Dans une lettre de cinq pages adressée le 15 décembre 2010 au président de la Commission européenne José Manuel Barroso, les patrons de ces groupes industriels accusent la Hongrie, qui vient de prendre pour six mois la tête de l'Union européenne, d'imposer des taxes exceptionnelles et limitées à 2011 à leur encontre.

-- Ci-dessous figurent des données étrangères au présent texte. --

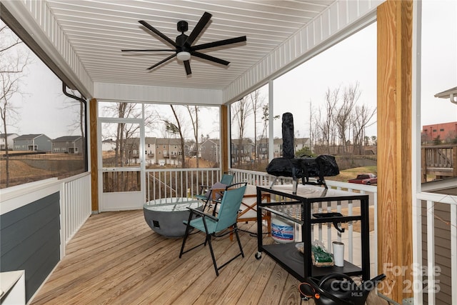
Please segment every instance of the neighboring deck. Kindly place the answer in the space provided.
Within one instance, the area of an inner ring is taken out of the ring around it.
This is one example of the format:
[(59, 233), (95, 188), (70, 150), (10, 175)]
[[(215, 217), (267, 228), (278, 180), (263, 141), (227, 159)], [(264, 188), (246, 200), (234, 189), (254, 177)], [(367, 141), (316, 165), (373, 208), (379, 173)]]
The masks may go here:
[[(256, 226), (251, 222), (240, 228), (255, 231)], [(204, 238), (192, 237), (190, 241)], [(179, 259), (182, 239), (154, 233), (141, 210), (92, 215), (31, 304), (313, 304), (301, 299), (298, 281), (267, 255), (254, 258), (256, 238), (244, 231), (241, 238), (245, 257), (216, 276), (207, 246)], [(228, 236), (216, 239), (214, 247), (221, 263), (238, 249)], [(372, 293), (368, 304), (387, 302)]]

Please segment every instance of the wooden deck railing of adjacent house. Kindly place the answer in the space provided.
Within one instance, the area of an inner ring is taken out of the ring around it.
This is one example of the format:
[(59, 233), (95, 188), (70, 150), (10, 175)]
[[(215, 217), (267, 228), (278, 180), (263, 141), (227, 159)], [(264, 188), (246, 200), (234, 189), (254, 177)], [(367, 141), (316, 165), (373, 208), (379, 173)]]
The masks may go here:
[(437, 178), (457, 176), (457, 144), (422, 146), (422, 182), (427, 175)]

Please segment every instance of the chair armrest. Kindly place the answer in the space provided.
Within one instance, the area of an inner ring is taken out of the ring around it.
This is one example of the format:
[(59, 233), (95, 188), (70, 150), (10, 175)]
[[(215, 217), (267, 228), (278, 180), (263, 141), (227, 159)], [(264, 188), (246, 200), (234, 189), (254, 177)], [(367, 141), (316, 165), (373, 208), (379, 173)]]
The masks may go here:
[(213, 215), (206, 214), (206, 213), (204, 213), (203, 211), (200, 211), (200, 210), (197, 210), (196, 209), (194, 209), (194, 208), (189, 208), (189, 206), (187, 207), (187, 209), (189, 209), (189, 210), (191, 210), (191, 213), (195, 213), (198, 215), (200, 215), (201, 216), (204, 217), (209, 217), (211, 219), (216, 221), (219, 221), (219, 219), (216, 216), (214, 216)]

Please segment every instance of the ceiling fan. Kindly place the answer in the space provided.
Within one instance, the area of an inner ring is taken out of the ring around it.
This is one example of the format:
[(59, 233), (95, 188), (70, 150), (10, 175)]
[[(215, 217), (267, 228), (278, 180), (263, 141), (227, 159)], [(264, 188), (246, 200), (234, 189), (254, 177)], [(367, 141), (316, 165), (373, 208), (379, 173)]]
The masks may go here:
[(156, 64), (151, 66), (148, 68), (148, 70), (151, 70), (156, 66), (172, 59), (175, 56), (178, 59), (179, 61), (183, 61), (184, 64), (184, 68), (186, 68), (186, 74), (187, 75), (190, 75), (192, 74), (191, 70), (191, 64), (189, 62), (189, 59), (191, 59), (191, 56), (194, 56), (199, 57), (202, 59), (209, 60), (210, 61), (213, 61), (217, 64), (223, 64), (224, 66), (228, 66), (230, 64), (229, 61), (225, 61), (224, 59), (219, 59), (217, 57), (211, 56), (210, 55), (199, 52), (199, 50), (203, 50), (204, 49), (209, 49), (214, 48), (216, 46), (225, 46), (227, 44), (235, 44), (237, 42), (246, 41), (246, 36), (241, 36), (236, 38), (231, 38), (228, 39), (219, 40), (217, 41), (209, 42), (208, 44), (198, 44), (196, 46), (192, 46), (192, 44), (195, 41), (195, 39), (200, 35), (201, 31), (205, 28), (206, 24), (209, 22), (211, 19), (212, 15), (208, 12), (205, 12), (200, 20), (195, 26), (190, 35), (187, 36), (184, 34), (184, 32), (187, 31), (189, 29), (189, 25), (187, 21), (178, 21), (177, 29), (178, 31), (181, 32), (181, 35), (179, 35), (176, 37), (176, 41), (174, 41), (172, 39), (164, 35), (160, 31), (157, 30), (152, 26), (151, 26), (147, 22), (140, 20), (138, 22), (144, 25), (145, 27), (151, 30), (153, 33), (159, 36), (164, 41), (174, 46), (174, 49), (140, 49), (140, 50), (121, 50), (123, 52), (163, 52), (163, 51), (172, 51), (174, 52), (174, 54), (170, 55), (169, 57), (166, 58), (164, 60), (158, 62)]

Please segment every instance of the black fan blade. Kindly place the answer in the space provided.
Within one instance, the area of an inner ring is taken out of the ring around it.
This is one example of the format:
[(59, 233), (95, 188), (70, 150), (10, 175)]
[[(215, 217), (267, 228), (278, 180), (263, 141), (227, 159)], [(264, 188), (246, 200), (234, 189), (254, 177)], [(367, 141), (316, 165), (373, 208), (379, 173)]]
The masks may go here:
[(246, 41), (246, 36), (241, 36), (239, 37), (231, 38), (228, 39), (219, 40), (219, 41), (209, 42), (208, 44), (199, 44), (192, 46), (192, 50), (201, 50), (203, 49), (214, 48), (215, 46), (225, 46), (226, 44), (235, 44), (237, 42)]
[(168, 52), (168, 51), (173, 51), (173, 52), (176, 52), (176, 50), (174, 50), (171, 49), (156, 49), (156, 50), (151, 50), (151, 49), (146, 49), (146, 50), (121, 50), (123, 52)]
[(195, 27), (192, 30), (191, 34), (187, 37), (187, 40), (186, 42), (189, 44), (189, 46), (192, 45), (194, 41), (197, 38), (197, 36), (200, 34), (201, 31), (205, 28), (208, 22), (211, 20), (213, 15), (205, 11), (199, 22), (196, 24)]
[(186, 74), (187, 75), (191, 75), (192, 74), (192, 71), (191, 70), (191, 63), (189, 61), (184, 61), (184, 68), (186, 68)]
[(201, 59), (206, 59), (211, 61), (214, 61), (216, 63), (221, 64), (224, 66), (228, 66), (228, 64), (230, 64), (230, 61), (224, 61), (224, 59), (218, 59), (217, 57), (211, 56), (210, 55), (204, 54), (203, 53), (196, 52), (192, 51), (191, 51), (191, 54), (197, 57), (200, 57)]
[(174, 58), (174, 56), (176, 56), (176, 54), (174, 54), (171, 56), (168, 56), (167, 58), (166, 58), (165, 59), (164, 59), (163, 61), (160, 61), (159, 62), (158, 62), (157, 64), (154, 64), (154, 66), (151, 66), (149, 68), (148, 68), (148, 70), (151, 70), (151, 69), (154, 69), (155, 67), (156, 67), (157, 66), (159, 66), (159, 64), (164, 64), (165, 61), (168, 61), (170, 59), (171, 59), (172, 58)]
[(152, 31), (153, 33), (156, 34), (156, 35), (159, 35), (162, 39), (165, 40), (166, 42), (168, 42), (169, 44), (170, 44), (173, 46), (176, 47), (176, 42), (174, 42), (173, 40), (170, 39), (169, 37), (165, 36), (165, 34), (162, 34), (160, 31), (159, 31), (158, 29), (155, 29), (154, 26), (152, 26), (151, 24), (148, 24), (146, 21), (144, 21), (143, 20), (140, 20), (138, 22), (139, 22), (140, 24), (143, 24), (146, 28), (149, 29), (151, 31)]

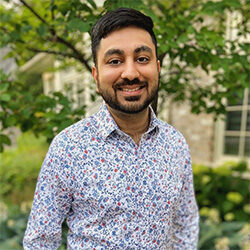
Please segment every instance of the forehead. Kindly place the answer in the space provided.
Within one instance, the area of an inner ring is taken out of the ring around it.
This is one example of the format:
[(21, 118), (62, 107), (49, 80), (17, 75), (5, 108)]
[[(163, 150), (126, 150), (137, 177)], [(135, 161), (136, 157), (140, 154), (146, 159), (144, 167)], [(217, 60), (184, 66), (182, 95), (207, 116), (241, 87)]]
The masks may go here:
[(147, 46), (154, 51), (154, 43), (150, 34), (135, 26), (112, 31), (100, 41), (97, 56), (104, 55), (108, 50), (120, 49), (125, 52), (134, 52), (138, 47)]

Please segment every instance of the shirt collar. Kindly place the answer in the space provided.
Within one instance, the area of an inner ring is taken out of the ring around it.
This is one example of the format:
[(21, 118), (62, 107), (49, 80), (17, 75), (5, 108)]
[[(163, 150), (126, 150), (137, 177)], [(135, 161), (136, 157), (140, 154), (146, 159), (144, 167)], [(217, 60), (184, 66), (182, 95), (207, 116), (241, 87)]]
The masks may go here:
[[(146, 133), (150, 133), (155, 128), (159, 127), (159, 120), (157, 119), (153, 109), (150, 108), (150, 123)], [(111, 116), (108, 107), (105, 103), (102, 104), (100, 110), (97, 113), (98, 125), (99, 125), (99, 134), (104, 138), (108, 137), (113, 131), (117, 131), (119, 127)]]

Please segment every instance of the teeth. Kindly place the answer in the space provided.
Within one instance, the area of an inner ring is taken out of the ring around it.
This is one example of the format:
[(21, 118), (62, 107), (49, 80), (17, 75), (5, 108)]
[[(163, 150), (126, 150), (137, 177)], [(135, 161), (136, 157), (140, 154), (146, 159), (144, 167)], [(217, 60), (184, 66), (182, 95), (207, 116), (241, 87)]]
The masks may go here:
[(139, 90), (140, 87), (138, 88), (135, 88), (135, 89), (123, 89), (123, 91), (126, 91), (126, 92), (133, 92), (133, 91), (136, 91), (136, 90)]

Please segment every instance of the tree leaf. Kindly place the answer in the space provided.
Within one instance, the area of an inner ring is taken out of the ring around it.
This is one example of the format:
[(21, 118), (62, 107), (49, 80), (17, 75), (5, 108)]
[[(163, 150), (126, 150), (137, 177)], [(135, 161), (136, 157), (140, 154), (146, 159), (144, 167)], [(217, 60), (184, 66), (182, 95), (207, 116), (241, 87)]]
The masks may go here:
[(10, 101), (10, 99), (11, 99), (11, 95), (7, 93), (1, 94), (0, 96), (0, 101), (8, 102)]
[(87, 22), (84, 22), (80, 18), (71, 19), (67, 24), (66, 27), (69, 31), (79, 30), (81, 32), (88, 32), (90, 26)]

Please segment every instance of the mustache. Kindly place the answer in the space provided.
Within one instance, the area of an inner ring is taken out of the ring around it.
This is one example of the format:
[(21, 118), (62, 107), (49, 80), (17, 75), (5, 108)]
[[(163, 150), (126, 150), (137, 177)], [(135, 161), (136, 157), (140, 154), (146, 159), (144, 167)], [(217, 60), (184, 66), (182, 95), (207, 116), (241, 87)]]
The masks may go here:
[(147, 81), (140, 81), (138, 78), (135, 78), (132, 81), (130, 81), (128, 79), (125, 79), (122, 82), (117, 82), (117, 83), (114, 84), (113, 88), (114, 89), (118, 89), (118, 88), (121, 88), (123, 86), (135, 85), (135, 84), (139, 84), (139, 85), (142, 85), (142, 86), (145, 86), (145, 87), (148, 86), (148, 82)]

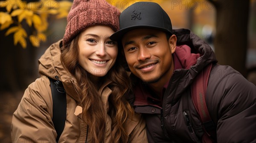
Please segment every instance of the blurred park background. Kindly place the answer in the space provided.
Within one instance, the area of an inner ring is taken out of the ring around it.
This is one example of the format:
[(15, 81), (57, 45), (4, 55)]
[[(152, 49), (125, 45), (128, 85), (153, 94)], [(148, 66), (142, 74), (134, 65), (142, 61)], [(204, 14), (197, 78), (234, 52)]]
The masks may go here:
[[(219, 64), (256, 84), (256, 0), (107, 1), (121, 11), (135, 2), (158, 3), (174, 29), (192, 30), (210, 45)], [(62, 38), (72, 2), (0, 0), (0, 143), (12, 142), (12, 114), (40, 76), (38, 60)]]

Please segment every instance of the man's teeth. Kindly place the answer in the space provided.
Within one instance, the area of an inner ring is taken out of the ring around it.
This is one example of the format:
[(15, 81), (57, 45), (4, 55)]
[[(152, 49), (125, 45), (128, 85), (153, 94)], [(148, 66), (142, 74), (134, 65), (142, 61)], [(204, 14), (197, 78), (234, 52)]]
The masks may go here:
[(105, 60), (104, 61), (97, 61), (97, 60), (91, 60), (93, 62), (94, 62), (96, 63), (98, 63), (98, 64), (104, 64), (106, 63), (106, 62), (107, 62), (107, 61)]
[(150, 65), (149, 66), (147, 66), (146, 67), (143, 67), (143, 68), (148, 68), (149, 67), (151, 67), (151, 66), (153, 66), (153, 65), (154, 65), (154, 64), (152, 64), (152, 65)]

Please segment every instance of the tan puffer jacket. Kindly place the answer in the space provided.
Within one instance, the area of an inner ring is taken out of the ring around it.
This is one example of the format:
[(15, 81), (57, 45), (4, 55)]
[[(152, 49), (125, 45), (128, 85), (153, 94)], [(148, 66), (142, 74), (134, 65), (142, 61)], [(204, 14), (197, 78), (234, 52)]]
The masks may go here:
[[(52, 120), (52, 100), (50, 82), (48, 77), (55, 79), (57, 75), (66, 91), (67, 117), (65, 127), (59, 143), (85, 143), (87, 126), (81, 114), (74, 113), (77, 106), (79, 92), (75, 79), (64, 69), (60, 60), (60, 41), (51, 45), (39, 60), (39, 72), (41, 74), (25, 91), (17, 109), (14, 112), (12, 123), (12, 140), (15, 142), (55, 143), (57, 133)], [(111, 90), (105, 82), (99, 92), (106, 108), (105, 142), (109, 143), (111, 136), (110, 117), (107, 114), (108, 99)], [(140, 114), (136, 114), (125, 123), (125, 128), (132, 142), (147, 142), (145, 124)], [(90, 142), (90, 137), (87, 137)]]

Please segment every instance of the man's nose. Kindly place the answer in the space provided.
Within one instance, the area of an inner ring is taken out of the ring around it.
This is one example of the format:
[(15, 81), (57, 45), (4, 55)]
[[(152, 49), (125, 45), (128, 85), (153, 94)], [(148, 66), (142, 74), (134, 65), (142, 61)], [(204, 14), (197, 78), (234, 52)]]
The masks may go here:
[(139, 61), (145, 60), (151, 57), (150, 50), (146, 47), (141, 47), (139, 49), (139, 55), (137, 60)]

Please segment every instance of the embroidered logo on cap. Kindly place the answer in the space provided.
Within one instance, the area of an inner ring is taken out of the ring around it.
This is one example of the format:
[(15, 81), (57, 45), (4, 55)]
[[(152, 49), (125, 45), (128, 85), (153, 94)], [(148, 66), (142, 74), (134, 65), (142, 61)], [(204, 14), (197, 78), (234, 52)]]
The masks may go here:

Parmi ces entreprises figurent les groupes énergétiques allemands RWE et E.on, le tchèque CEZ, l'autrichien OMV, ainsi que les groupes financiers néerlandais ING et Aegon, l'assureur français AXA et le géant allemand Deutsche Telekom.
La lettre, selon Die Welt, appelle la Commission européenne à faire pression sur le gouvernement hongrois pour qu'il abandonne sa décision d'imposer "des boulets financiers injustes". Selon les signataires de la lettre, cette taxe exceptionnelle visant les grandes entreprises des télécommunications, de l’énergie, des services financiers et du commerce au détail, mais qui exempte explicitement des firmes hongroises, va rapporter au moins 1,3 milliard d'euros au gouvernement hongrois.
Le ministre allemand de l'Economie Rainer Brüderle a déclaré à la Süddeutsche Zeitung que "les taxes qui touchent en priorité des entreprises étrangères sont problématiques sur le fond pour le marché intérieur européen". S’'il s'avère après enquête que Budapest enfreint les règles européennes, alors "une procédure formelle" sera ouverte comme de juste, a fait savoir une porte-parole de la Commission européenne. Il a précisé qu'"il existe dans la législation communautaire des principes d'égalité au regard de la fiscalité précisément, et selon lesquels il n'est pas possible de taxer les opérateurs d'un secteur plus que les autres."